Let $E$ and $E'$ be isogenous elliptic curves and $K=\text{end}(E) \otimes \mathbb(Q) $
Is it true that $\text{end}(E') $ is a subring of $K$?
The only thing I thought is that the isogeny between $E$ and $E'$ and its dual give a map between the endomorphism rings, which as far as i know needs not to be surjective or injective.
On
I think it is not true at least over $\mathbb{C}$ Let us consider the elliptic curve $E$ whose lattice is given by $\langle 1,\frac{i}{2} \rangle$ which has not the CM Now let us consider the isogeny given by the quotient for the translation of the point $\frac{1}{2}$ then you get an elliptic curve $E’$ whose lattice is $\langle\frac{1}{2},\frac{i}{2}\rangle$ which is isomorphic to $\langle 1,i\rangle$. Thus $E’\simeq E_i$ which has the CM given by $i$.
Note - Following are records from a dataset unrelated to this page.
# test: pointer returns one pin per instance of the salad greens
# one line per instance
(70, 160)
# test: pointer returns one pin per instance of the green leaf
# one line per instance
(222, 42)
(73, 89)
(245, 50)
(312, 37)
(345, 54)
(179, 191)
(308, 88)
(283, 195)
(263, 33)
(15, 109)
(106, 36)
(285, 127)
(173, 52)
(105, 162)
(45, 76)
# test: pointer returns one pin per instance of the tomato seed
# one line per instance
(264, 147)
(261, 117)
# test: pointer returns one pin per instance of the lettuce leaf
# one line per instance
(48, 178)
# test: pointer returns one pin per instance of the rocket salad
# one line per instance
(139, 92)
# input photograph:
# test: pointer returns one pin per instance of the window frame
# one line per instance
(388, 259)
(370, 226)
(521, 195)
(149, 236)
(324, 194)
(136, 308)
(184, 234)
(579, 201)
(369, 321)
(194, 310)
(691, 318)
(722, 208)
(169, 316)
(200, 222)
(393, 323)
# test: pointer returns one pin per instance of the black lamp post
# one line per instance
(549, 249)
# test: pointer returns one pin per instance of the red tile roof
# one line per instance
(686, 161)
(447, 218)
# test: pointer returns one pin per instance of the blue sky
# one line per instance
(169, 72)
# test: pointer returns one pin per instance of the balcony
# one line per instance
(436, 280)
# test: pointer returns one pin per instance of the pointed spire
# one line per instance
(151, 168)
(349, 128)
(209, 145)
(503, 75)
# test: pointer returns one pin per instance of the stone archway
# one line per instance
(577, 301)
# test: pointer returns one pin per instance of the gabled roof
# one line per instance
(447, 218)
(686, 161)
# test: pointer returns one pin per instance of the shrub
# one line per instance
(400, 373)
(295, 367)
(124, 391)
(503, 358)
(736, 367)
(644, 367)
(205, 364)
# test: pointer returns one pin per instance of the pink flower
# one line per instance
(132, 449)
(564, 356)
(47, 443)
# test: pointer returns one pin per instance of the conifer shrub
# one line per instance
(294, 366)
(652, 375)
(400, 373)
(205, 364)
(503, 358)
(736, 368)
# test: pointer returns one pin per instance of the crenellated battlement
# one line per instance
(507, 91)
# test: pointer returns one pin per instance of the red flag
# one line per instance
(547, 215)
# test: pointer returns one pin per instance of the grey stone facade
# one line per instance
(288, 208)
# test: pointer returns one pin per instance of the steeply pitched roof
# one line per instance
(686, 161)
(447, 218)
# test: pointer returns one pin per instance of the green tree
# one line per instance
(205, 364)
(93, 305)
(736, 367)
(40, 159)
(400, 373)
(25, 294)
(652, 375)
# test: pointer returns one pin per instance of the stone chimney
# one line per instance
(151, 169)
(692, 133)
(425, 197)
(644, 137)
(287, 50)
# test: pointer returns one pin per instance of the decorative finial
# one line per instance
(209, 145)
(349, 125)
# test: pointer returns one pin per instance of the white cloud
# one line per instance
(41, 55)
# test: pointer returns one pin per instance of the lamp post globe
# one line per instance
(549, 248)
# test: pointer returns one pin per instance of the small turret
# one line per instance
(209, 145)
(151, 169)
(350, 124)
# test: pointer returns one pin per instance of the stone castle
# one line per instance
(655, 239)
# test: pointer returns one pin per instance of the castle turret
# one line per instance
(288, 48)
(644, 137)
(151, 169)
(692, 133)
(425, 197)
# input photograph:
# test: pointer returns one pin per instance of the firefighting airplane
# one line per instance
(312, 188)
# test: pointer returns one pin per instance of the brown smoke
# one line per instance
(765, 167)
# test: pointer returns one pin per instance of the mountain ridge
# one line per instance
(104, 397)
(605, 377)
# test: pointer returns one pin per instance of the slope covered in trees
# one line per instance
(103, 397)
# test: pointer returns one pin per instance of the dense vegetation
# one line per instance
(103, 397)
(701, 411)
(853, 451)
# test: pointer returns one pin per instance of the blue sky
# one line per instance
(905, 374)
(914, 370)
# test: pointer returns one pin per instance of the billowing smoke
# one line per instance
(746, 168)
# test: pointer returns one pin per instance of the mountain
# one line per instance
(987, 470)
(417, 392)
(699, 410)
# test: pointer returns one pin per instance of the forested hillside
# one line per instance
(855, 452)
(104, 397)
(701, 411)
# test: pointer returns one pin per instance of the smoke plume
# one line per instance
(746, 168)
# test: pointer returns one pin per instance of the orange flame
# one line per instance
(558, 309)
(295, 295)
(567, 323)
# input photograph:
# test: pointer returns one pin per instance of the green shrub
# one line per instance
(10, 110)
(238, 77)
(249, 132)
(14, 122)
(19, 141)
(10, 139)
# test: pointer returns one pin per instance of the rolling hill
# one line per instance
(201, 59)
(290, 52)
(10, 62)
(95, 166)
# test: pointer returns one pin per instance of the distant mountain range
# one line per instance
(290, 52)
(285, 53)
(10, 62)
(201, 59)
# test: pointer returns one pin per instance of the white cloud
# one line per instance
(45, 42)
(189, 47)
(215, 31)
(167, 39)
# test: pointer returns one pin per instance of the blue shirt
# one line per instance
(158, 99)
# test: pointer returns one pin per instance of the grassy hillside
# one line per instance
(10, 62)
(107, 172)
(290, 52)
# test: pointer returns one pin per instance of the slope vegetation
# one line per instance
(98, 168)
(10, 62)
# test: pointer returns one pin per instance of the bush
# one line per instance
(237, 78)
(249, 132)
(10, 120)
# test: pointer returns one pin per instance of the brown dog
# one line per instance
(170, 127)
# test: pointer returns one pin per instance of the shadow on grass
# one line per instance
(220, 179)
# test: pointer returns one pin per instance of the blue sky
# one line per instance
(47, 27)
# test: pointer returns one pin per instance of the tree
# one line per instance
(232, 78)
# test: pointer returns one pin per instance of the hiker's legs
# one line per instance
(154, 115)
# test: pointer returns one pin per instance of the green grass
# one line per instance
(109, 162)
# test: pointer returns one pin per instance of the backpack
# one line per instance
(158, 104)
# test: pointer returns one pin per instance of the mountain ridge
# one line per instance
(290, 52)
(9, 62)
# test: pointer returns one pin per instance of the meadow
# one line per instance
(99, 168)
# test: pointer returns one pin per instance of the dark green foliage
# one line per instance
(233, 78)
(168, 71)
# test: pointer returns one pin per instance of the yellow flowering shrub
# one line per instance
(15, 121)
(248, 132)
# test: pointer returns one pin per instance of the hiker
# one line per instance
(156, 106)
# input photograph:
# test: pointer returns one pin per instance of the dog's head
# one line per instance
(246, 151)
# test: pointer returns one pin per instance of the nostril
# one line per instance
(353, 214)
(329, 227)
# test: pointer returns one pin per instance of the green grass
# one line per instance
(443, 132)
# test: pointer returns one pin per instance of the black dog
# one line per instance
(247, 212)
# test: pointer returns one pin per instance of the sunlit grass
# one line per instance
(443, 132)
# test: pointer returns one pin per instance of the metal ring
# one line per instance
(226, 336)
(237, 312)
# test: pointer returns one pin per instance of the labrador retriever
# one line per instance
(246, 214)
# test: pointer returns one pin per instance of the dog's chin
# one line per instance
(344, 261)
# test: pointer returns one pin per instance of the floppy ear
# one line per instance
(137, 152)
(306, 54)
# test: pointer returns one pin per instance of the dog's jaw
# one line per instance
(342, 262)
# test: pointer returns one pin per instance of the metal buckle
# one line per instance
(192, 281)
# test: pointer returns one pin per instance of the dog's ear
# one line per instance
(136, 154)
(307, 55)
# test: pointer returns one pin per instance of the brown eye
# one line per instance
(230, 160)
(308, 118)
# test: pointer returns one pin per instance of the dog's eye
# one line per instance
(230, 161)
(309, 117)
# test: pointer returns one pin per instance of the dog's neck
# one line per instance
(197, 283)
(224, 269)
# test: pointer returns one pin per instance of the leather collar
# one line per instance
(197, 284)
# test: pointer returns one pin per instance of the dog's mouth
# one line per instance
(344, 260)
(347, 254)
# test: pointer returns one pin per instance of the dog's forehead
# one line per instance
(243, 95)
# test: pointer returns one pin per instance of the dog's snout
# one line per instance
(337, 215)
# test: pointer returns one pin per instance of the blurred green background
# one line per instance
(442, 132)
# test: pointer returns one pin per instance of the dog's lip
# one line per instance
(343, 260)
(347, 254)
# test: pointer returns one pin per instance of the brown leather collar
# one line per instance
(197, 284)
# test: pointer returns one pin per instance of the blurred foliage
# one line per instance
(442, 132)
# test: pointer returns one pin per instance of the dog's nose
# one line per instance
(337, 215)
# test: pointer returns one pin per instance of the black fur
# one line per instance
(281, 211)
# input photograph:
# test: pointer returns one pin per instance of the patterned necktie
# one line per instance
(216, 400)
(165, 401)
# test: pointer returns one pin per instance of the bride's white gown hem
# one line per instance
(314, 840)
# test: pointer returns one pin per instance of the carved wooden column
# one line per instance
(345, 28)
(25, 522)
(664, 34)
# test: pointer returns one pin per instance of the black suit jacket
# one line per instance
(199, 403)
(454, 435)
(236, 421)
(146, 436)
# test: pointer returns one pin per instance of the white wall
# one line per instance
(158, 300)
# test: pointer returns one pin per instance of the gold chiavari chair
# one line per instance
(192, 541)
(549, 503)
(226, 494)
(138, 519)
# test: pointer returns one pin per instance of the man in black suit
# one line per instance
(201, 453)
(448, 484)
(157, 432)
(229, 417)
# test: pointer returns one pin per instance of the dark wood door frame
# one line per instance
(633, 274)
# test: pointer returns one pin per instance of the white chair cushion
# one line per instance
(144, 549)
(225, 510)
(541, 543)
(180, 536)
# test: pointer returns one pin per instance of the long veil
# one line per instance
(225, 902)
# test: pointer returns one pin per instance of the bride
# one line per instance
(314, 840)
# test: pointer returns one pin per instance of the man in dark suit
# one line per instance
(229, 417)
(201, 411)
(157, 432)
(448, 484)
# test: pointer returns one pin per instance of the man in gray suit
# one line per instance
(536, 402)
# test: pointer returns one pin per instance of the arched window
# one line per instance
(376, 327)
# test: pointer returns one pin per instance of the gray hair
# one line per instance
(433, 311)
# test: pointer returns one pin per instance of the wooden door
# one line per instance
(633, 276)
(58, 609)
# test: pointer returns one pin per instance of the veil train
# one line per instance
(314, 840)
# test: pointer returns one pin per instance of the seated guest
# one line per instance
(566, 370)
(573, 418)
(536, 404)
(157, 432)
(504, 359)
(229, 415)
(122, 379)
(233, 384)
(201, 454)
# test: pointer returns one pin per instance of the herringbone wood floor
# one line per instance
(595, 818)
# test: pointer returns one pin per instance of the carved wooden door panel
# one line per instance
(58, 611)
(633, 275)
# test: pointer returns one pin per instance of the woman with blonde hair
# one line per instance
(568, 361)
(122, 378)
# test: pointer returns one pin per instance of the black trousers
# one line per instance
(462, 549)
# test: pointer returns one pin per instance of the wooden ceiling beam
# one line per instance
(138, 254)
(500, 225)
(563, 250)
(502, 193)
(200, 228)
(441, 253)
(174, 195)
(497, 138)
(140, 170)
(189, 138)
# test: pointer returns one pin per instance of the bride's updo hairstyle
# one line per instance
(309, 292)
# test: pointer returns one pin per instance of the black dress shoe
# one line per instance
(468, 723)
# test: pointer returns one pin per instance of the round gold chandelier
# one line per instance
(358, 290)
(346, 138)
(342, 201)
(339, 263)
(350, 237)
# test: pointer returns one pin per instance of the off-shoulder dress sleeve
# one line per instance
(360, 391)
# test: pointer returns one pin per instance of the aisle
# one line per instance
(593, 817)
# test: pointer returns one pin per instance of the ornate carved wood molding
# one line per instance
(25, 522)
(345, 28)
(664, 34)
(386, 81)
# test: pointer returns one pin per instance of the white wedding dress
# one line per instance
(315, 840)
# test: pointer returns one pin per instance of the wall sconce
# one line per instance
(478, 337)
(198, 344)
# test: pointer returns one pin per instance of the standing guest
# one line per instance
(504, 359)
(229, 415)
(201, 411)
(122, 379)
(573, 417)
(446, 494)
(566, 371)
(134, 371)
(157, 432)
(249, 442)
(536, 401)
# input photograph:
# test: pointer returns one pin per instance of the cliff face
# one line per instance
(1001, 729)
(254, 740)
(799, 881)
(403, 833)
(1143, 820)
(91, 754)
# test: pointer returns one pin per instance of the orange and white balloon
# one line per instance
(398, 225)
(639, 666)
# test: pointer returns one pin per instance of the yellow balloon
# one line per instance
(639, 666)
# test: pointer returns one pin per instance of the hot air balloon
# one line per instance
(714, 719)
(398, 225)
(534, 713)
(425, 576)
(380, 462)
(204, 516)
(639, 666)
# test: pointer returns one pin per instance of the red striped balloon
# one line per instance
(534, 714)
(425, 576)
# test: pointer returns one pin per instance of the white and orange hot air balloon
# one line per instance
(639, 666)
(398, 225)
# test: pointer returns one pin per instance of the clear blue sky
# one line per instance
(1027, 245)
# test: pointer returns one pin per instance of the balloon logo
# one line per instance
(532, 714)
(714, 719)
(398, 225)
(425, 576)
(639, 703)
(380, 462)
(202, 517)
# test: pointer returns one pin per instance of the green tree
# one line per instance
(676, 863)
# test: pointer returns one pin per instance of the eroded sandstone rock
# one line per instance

This i think that it may happen then after an isogeny you get an automorphism group bigger or not depending on the isogeny you are considering.
Try this:
Let $\varphi:E\to E'$ and $\psi:E'\to E$ be the pair of isogenies, $\deg\varphi=\deg\psi=n$ and $\psi\circ\varphi=[n]_E$, while $\varphi\circ\psi=[n]_{E'}$. I’m going to map $\,f\in\text{End}(E)$ to an element $\,\tilde f\in\text{End}(E')\otimes\Bbb Q$, and we’ll see that the map is injective.
Simply set $\,f'=\frac1n\varphi\circ f\circ\psi$. You see immediately that it’s a ring homomorphism, and certainly injective, since the composition of (nonzero) isogenies is still nonzero.
I think this gets you to come down where you want to be.